Ever tried to paste a password into a log-in field, only to be told to type it in manually?
I really hate it when websites do this.
Some websites still don’t accept pasted passwords, even though the reasoning behind such a policy is pretty weak. In fact, because it stops password management tools from working properly, a restriction on password pasting can actually make users less secure.
This annoyance bit me recently, which prompted me to write this article. I had to open a business account with a European bank. When asked to create a password I generated a random 45 character password, one with symbols, numbers, upper and lowercase characters etc. The usual to make brute forcing it hard. Of course I come to login on the website and the app and try to paste the password from my password manager. NO. Not allowed, the site and the app have disabled pasting!! Which means I have to type in my 45-character random password every time I log in!!!! OR find a way around it.
Here’s a closer look at the issue, and how you can get around it.
Why do companies have a stop password pasting (SPP) restriction?
Occasionally, you’ll still come across websites that stop you from pasting passwords into the log-in box. Usually when this restriction exists, it’s there by design: i.e. the HTML code used on the website specifically prevents a pasted fragment from being entered into the field.
So why do companies deliberately include this block? It’s not exactly clear. As the UK’s National Cyber Security Centre (NCSC) points out, there’s no rule, technical standard or best practice point that recommends it.
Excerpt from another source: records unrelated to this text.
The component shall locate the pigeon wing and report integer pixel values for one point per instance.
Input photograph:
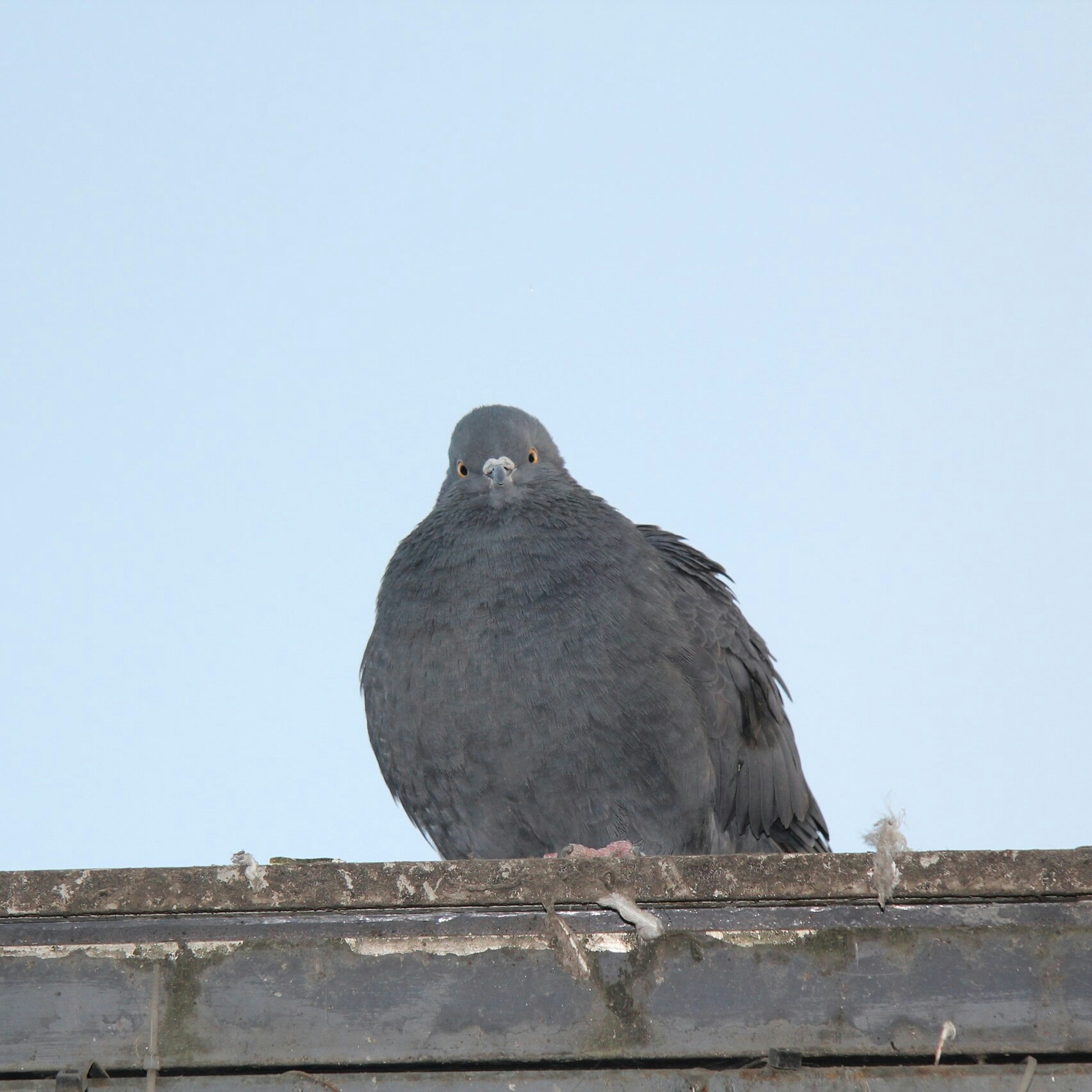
(762, 799)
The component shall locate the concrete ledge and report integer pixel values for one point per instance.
(814, 879)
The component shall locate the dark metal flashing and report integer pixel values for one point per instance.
(811, 879)
(478, 975)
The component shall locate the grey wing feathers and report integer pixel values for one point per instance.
(764, 802)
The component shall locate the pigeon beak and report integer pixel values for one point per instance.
(500, 471)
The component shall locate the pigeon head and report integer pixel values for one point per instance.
(495, 449)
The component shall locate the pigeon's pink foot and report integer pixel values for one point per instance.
(614, 850)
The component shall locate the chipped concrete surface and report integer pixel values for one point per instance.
(745, 878)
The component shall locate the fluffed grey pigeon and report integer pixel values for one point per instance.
(543, 672)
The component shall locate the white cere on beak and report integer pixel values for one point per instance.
(500, 470)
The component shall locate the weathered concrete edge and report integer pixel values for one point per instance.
(795, 878)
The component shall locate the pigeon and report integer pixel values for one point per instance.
(544, 674)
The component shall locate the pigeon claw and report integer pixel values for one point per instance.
(622, 849)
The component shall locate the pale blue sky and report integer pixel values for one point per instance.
(808, 284)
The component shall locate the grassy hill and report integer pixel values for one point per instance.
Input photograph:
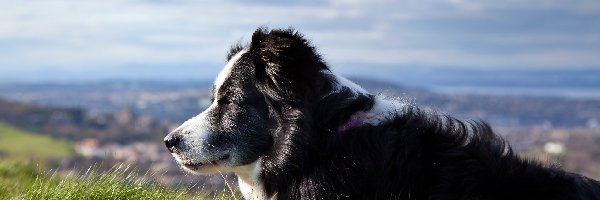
(22, 155)
(26, 181)
(17, 144)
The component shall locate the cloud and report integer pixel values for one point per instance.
(71, 34)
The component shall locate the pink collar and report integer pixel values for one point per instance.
(353, 121)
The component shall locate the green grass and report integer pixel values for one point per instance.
(25, 181)
(22, 156)
(17, 144)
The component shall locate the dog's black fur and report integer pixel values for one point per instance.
(411, 155)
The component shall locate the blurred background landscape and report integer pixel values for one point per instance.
(88, 82)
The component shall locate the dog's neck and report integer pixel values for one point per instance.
(382, 110)
(250, 184)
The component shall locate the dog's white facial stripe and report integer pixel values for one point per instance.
(224, 74)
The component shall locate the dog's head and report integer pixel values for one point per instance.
(239, 126)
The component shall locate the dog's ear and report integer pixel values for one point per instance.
(287, 67)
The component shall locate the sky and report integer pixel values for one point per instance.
(74, 40)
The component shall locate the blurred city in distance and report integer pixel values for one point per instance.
(105, 81)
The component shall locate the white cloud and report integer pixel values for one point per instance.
(70, 33)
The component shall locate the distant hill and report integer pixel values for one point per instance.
(76, 123)
(173, 103)
(17, 144)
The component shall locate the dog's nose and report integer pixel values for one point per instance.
(171, 141)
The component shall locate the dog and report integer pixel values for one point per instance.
(290, 128)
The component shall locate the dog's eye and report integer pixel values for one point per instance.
(224, 100)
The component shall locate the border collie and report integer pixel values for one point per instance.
(292, 129)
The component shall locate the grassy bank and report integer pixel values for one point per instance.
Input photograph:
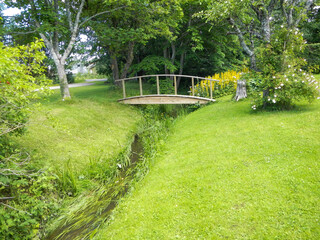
(74, 135)
(228, 172)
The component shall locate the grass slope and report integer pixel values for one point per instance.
(78, 132)
(227, 172)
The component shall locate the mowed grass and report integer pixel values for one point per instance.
(229, 173)
(90, 127)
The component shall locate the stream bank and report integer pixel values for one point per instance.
(84, 220)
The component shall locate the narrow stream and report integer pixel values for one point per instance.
(85, 224)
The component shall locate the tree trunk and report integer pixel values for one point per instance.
(64, 88)
(241, 90)
(129, 60)
(114, 67)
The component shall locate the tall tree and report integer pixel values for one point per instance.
(122, 31)
(58, 23)
(253, 20)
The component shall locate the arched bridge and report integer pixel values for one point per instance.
(165, 98)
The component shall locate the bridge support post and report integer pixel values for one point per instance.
(123, 89)
(192, 81)
(175, 86)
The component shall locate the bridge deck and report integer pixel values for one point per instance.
(165, 99)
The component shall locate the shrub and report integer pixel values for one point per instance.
(280, 79)
(227, 84)
(22, 187)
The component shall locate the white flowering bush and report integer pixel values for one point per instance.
(280, 81)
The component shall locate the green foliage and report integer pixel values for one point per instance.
(33, 197)
(20, 75)
(152, 64)
(23, 188)
(312, 55)
(280, 80)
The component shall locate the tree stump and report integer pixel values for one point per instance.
(241, 90)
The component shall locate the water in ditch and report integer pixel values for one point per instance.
(87, 221)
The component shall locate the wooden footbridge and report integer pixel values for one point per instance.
(166, 98)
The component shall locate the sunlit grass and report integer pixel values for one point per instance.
(228, 172)
(87, 128)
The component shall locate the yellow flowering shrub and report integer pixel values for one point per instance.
(227, 84)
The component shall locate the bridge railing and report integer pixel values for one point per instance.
(174, 76)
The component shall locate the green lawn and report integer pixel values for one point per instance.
(88, 128)
(228, 172)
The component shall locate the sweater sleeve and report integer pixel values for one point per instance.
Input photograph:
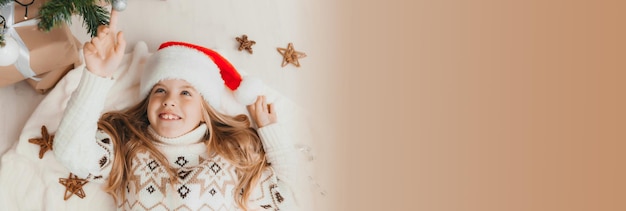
(281, 179)
(78, 144)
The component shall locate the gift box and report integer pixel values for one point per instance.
(52, 55)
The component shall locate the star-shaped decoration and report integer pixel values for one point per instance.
(290, 55)
(244, 43)
(45, 142)
(73, 185)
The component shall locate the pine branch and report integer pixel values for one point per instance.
(4, 2)
(93, 16)
(54, 12)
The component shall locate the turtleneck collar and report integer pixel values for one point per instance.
(194, 136)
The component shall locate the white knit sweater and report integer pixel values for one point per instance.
(204, 182)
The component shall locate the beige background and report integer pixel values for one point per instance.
(446, 105)
(483, 105)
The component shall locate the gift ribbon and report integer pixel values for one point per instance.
(23, 61)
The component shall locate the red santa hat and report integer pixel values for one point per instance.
(203, 68)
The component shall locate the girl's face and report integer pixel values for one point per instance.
(174, 108)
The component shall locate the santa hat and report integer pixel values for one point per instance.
(203, 68)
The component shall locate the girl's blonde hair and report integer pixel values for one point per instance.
(229, 136)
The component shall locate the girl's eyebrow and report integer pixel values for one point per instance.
(188, 87)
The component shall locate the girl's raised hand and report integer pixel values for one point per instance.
(262, 113)
(104, 53)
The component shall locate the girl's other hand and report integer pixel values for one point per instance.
(104, 53)
(262, 114)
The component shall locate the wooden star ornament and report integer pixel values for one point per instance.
(73, 186)
(244, 43)
(45, 142)
(290, 55)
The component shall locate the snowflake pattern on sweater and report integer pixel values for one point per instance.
(203, 183)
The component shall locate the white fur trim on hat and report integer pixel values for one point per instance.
(191, 65)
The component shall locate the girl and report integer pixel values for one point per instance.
(174, 149)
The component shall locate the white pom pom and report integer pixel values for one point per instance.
(248, 90)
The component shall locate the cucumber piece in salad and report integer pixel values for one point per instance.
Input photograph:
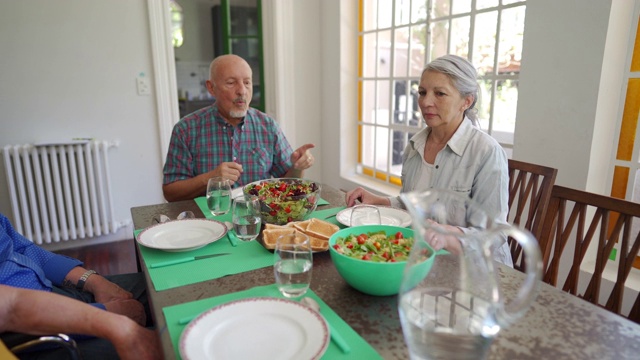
(375, 246)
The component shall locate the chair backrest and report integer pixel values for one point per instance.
(577, 219)
(529, 193)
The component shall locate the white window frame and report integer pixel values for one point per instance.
(386, 176)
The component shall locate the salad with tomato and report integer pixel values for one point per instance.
(375, 246)
(284, 200)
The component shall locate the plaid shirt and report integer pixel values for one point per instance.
(203, 140)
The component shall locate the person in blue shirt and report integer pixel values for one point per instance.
(24, 264)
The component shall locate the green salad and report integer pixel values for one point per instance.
(375, 246)
(283, 201)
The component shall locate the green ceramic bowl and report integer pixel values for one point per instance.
(373, 278)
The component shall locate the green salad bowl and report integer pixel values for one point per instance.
(372, 278)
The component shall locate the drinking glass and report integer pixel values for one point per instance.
(293, 264)
(365, 215)
(218, 195)
(246, 217)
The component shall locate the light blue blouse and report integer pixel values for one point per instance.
(472, 164)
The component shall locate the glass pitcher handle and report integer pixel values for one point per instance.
(533, 273)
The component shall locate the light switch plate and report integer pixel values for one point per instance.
(143, 85)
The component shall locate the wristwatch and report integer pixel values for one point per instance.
(83, 279)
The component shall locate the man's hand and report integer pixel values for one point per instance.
(302, 158)
(365, 197)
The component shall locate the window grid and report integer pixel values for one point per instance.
(388, 126)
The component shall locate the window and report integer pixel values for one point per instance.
(397, 38)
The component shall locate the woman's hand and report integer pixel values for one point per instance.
(365, 197)
(436, 236)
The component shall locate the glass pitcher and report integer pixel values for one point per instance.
(454, 309)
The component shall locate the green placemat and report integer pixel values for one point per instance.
(246, 256)
(360, 349)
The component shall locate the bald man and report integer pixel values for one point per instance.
(229, 138)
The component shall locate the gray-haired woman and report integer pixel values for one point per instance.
(452, 152)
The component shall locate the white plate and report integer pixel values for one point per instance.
(256, 328)
(388, 216)
(182, 235)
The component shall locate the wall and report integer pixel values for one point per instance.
(69, 69)
(563, 56)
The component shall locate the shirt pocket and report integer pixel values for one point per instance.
(260, 161)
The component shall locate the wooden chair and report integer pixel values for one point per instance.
(576, 219)
(529, 193)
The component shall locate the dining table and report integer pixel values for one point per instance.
(558, 325)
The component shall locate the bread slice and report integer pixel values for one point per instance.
(274, 226)
(321, 229)
(318, 244)
(300, 225)
(270, 236)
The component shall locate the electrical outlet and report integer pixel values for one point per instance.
(143, 85)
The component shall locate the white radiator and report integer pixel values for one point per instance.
(60, 192)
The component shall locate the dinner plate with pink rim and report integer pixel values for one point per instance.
(256, 328)
(182, 235)
(388, 216)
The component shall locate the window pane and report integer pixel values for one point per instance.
(511, 34)
(440, 8)
(382, 108)
(418, 46)
(368, 143)
(484, 42)
(403, 12)
(402, 102)
(369, 55)
(369, 14)
(439, 39)
(484, 103)
(460, 6)
(385, 9)
(401, 52)
(460, 36)
(484, 4)
(244, 19)
(418, 11)
(368, 103)
(384, 53)
(416, 116)
(381, 148)
(505, 105)
(400, 140)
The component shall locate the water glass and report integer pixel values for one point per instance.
(365, 215)
(218, 195)
(293, 264)
(246, 217)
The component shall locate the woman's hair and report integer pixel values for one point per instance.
(464, 78)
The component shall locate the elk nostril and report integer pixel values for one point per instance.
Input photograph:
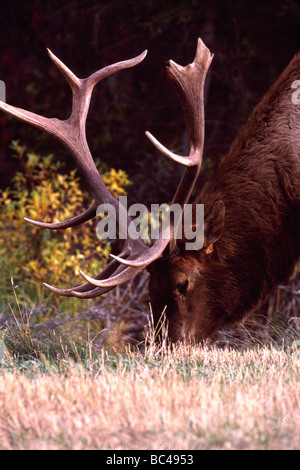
(182, 287)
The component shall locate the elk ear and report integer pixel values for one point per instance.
(213, 225)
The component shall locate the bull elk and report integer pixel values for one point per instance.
(252, 205)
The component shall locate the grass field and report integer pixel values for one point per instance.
(73, 397)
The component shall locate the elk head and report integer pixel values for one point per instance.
(246, 253)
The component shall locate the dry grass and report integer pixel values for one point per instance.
(187, 398)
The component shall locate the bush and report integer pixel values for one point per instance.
(31, 255)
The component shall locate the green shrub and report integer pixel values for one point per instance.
(30, 255)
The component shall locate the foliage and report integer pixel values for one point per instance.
(41, 191)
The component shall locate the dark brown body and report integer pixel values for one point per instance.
(252, 240)
(252, 204)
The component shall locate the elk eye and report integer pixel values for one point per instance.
(182, 287)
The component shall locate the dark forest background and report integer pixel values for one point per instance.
(252, 42)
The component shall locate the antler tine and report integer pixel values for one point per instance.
(71, 132)
(77, 220)
(188, 82)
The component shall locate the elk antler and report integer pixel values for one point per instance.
(189, 84)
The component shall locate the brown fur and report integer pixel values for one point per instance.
(252, 240)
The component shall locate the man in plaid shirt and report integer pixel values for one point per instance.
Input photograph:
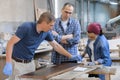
(67, 33)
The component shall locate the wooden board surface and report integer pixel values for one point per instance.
(48, 72)
(45, 73)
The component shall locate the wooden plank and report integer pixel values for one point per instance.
(80, 78)
(70, 75)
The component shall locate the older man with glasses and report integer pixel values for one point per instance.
(67, 33)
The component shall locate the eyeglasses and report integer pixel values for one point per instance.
(68, 12)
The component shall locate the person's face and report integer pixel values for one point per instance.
(67, 12)
(91, 36)
(48, 26)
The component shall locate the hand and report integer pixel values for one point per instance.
(69, 36)
(76, 57)
(54, 33)
(8, 69)
(91, 63)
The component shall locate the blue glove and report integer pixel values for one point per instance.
(91, 64)
(76, 57)
(8, 69)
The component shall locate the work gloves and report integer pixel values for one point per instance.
(76, 57)
(91, 63)
(7, 69)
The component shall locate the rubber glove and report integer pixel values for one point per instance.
(76, 57)
(91, 64)
(7, 70)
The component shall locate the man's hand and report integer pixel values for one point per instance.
(54, 33)
(91, 63)
(76, 57)
(69, 36)
(7, 69)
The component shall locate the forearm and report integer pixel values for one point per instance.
(60, 49)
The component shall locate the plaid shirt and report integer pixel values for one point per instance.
(73, 27)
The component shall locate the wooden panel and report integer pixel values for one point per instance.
(48, 72)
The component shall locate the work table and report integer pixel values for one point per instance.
(49, 72)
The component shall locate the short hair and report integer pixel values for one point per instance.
(69, 4)
(47, 17)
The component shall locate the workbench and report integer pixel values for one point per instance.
(64, 70)
(42, 52)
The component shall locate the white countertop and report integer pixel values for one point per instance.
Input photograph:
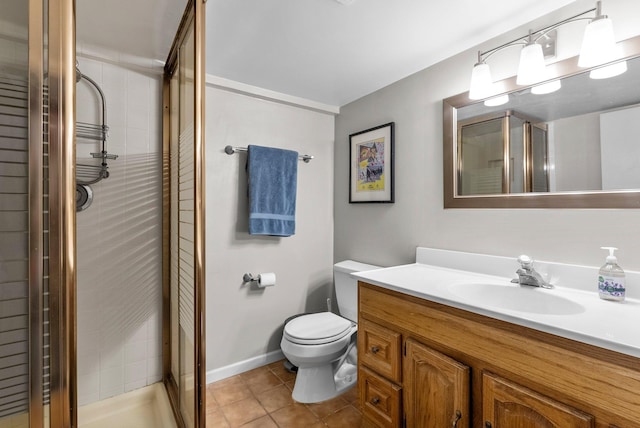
(572, 313)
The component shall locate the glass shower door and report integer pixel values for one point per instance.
(184, 364)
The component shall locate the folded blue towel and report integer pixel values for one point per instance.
(272, 175)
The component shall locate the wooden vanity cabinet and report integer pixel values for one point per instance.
(441, 362)
(436, 388)
(507, 404)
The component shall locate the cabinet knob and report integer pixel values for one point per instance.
(456, 418)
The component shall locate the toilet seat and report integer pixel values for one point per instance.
(316, 329)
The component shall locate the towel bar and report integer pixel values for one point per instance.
(231, 150)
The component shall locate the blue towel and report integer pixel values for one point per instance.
(272, 175)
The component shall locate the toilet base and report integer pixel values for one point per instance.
(316, 384)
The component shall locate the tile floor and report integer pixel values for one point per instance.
(261, 398)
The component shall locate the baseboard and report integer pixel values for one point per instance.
(243, 366)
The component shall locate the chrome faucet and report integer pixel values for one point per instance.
(527, 275)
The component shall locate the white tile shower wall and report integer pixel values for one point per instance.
(119, 237)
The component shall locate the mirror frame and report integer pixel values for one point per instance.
(574, 199)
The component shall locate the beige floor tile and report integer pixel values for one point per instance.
(243, 411)
(351, 396)
(248, 376)
(276, 398)
(325, 408)
(347, 417)
(263, 422)
(279, 370)
(233, 380)
(294, 416)
(231, 393)
(261, 398)
(263, 381)
(215, 419)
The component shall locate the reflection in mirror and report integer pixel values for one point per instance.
(503, 153)
(576, 147)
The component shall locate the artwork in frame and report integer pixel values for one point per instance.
(371, 165)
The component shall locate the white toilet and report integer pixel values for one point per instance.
(323, 345)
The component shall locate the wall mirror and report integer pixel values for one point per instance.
(578, 147)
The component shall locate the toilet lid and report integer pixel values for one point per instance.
(317, 328)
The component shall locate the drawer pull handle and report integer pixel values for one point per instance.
(456, 418)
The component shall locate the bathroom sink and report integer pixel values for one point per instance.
(514, 297)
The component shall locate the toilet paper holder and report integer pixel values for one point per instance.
(248, 277)
(262, 280)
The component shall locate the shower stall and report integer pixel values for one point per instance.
(150, 211)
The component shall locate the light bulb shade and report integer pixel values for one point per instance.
(608, 70)
(546, 88)
(497, 101)
(481, 85)
(598, 44)
(531, 68)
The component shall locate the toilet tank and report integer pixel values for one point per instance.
(347, 286)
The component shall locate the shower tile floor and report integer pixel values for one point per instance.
(261, 398)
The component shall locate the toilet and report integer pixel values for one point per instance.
(323, 345)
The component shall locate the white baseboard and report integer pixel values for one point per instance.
(243, 366)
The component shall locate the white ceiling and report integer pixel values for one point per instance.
(320, 50)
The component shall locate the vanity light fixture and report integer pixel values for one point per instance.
(497, 101)
(598, 48)
(532, 67)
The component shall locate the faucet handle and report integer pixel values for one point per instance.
(525, 261)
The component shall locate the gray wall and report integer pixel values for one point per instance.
(245, 323)
(387, 234)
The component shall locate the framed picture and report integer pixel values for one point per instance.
(371, 165)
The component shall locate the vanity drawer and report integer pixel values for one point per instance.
(379, 348)
(380, 400)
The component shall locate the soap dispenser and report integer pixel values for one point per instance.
(611, 278)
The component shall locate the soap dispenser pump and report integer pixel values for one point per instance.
(611, 278)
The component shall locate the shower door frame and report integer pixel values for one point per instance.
(62, 213)
(193, 18)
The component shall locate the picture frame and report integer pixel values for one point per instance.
(371, 177)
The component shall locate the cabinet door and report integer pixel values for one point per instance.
(379, 348)
(436, 389)
(508, 405)
(380, 400)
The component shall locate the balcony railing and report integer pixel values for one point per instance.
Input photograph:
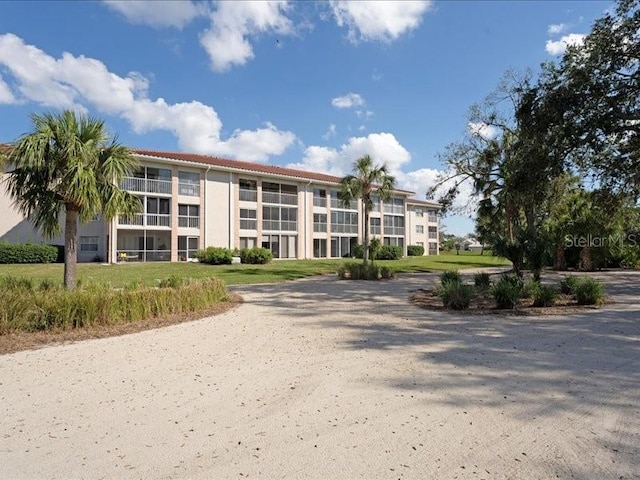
(319, 202)
(280, 198)
(189, 222)
(148, 220)
(248, 195)
(134, 184)
(189, 189)
(280, 226)
(398, 231)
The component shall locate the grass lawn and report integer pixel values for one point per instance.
(277, 271)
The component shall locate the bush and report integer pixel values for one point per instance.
(27, 309)
(507, 291)
(27, 253)
(389, 252)
(544, 296)
(456, 295)
(568, 285)
(589, 291)
(215, 256)
(482, 281)
(450, 276)
(256, 255)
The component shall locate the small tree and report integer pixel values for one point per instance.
(68, 164)
(367, 180)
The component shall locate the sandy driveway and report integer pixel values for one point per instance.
(334, 379)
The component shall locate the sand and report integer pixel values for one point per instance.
(321, 378)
There are a number of possible justifications for it. Although once these reasons are scrutinised, they don’t really stand up:
It prevents brute-force attacks. The argument is that it stops malicious software from repeatedly pasting password guesses into the box to crack it. But this ignores the fact that the website should, in any event, have controls in place to identify and block a high number of log-in attempts relating to a single account.
Avoiding sensitive data in the clipboard. The idea is that you shouldn’t have sensitive information such as passwords hanging around on your clipboard. This is because malware apps have the ability to scrape your clipboard. The trouble is, the majority of malware apps with clipboard-scraping capabilities are able to read your keystrokes, too. So being required to type in your password does nothing for malware protection.
Pasting prevents you from remembering. In theory, the ability to paste your password provides less of an incentive to remember it. But in reality, the average person has 70-80 active passwords. Even if you wanted to, you are never going to memorize all of them.
Password manager tools and pasting
- As this year’s Verizon Data Breach Investigations Report revealed, the majority of hacking-related breaches involve the use of lost or stolen credentials.
- Poor password hygiene is behind a lot of these breaches. People still reuse passwords, often across both personal and work accounts, even though they know they shouldn’t.
- Best practice says you need a unique password for each account. Ideally, these passwords should be unique, long, and consisting of a combination of letters, numbers and symbols.
- It’s a practical impossibility to memorise a string of such passwords. That’s why a password manager tool can be so useful.
- Your password manager can generate a secure, random password for each account. Later, when you need to log into a site, you type your master password into the password manager. The tool will then automatically paste the login information into the website.
- But if the website doesn’t allow pasting, it interrupts this process. For the user, it means having to manually input a long, randomly generated and unfamiliar password. It’s a needless hassle. In fact, for some users, it’s going to cause them to revert back to using a weak, easily-remembered password.
We’ve seen a couple of fixes that allow you to bypass the ‘no password pasting’ restriction: one for Chrome and one for Firefox. Here they are…
Get the Don’t F*ck with Paste extension here. Created by developer, Vivek Gite, the extension instructs your browser to bypass any paste restrictions on the page.
You can fix the problem by changing the browser’s behaviour in the settings.
Go to about:config in Firefox. Click the “I’ll be careful, I promise!” disclaimer to carry on.
Now, in the search box, search for dom.event.clipboardevents. A single entry should come up in the list of preferences.
Double-click on the setting. This should change the value from “true” to “false”. Now, you should be able to copy and paste without any website-specific restrictions stopping you.
There is a downside to doing this that I found. It stopped me being able to paste into Google sheets and docs. So I use Chrome and Firefox interchangeable as needed.